Mit der halben Kokosnuss auf seinem Rücken sah der Igel zwar etwas seltsam aus, aber niemand musste mehr Angst vor seinen spitzen Stacheln haben.
„So kann der Wolf dir nicht mehr sagen, dass du alle verletzen würdest.“
Der Igel war sehr erfreut. Er sah auf die Uhr in der Küche.
„Bleibt noch genug Zeit, einen Apfelkuchen zu machen. Helft ihr mir dabei?“
Maus und Eichhörnchen nickten.
„Gerne!“

Gemeinsam gingen sie in die Küche
und backten einen tollen Apfelkuchen mit vielen Äpfeln. Der Kuchen duftete wunderbar. Dann hatte der Igel eine Idee und schnell lief er neue Äpfel und auch Birnen holen. Aus den neuen Äpfeln und den Birnen machte er einen leckeren Obstsalat. Die Maus war zufrieden.
„Das sieht ja toll aus!“
Als es dann Nachmittag war, gingen sie zum Fest. Die anderen Tiere bestaunten den neuen Schutz des Igels. Nur der Wolf knurrte.
„Was soll das denn? Das ist ja lächerlich!“
Doch die anderen Tiere verteidigten den Igel sofort.
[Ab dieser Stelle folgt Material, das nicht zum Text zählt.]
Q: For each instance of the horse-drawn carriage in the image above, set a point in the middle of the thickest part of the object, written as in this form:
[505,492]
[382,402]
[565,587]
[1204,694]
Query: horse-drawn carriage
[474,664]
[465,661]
„Also ich finde es toll!“, rief das Rentier. Der Rabe flog sogar mutig auf den Schutz.
„Jetzt piekst wirklich gar nichts mehr!“, rief er. Die Biber sahen den Wolf wütend an.
„Verschwinde! Das Fest ist nicht für Leute, die Andere ärgern! Du lebst erst einen Monat hier, wir können auf dich verzichten! Der Igel ist wenigstens freundlich!“
Doch der Igel hob die Hand.
„Ist schon gut“, sagte er, „Maus und Eichhörnchen haben mir heute etwas erzählt.“
Dann erzählte er den anderen Tieren, dass der Wolf in seinem früheren Zuhause von anderen Tieren ausgegrenzt wurde. Die anderen Tiere waren überrascht.
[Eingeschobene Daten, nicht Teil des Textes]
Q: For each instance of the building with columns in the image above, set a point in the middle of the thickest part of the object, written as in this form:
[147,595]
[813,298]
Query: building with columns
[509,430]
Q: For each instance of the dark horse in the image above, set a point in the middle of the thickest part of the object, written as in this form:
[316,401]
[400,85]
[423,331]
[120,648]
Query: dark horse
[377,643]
„Warum?“, fragten sie den Wolf. Dieser seufzte.
„Meine Zähne sind zu spitz, meine Klauen zu gefährlich…“
Er sah den Igel an.
„Es tut mir leid… Ich habe mit dir das gemacht, was früher mit mitgemacht wurde. Aber die Anderen haben recht…“
Er wollte gehen, doch der Igel hielt ihn auf.
„Du musst nicht gehen. Ich nehme deine Entschuldigung an.“
Der Wolf war überrascht.
„Wirklich?“, fragte er. Der Igel nickte.
„Ja, wirklich. Vielleicht können wir ja Freunde werden?“
Jetzt zeigte der Wolf ein freundliches Lächeln.
„Das wäre schön.“
Der Igel lächelte und schnitt den Kuchen an. Das erste Stück bekam der Wolf, der es mit großem Appetit aß.
„Lecker, das Rezept brauche ich!“
Am Abend saßen Igel und Wolf gemeinsam auf dem Hügel, schauten den Glühwürmchen und den Sternen zu und unterhielten sich noch sehr lange.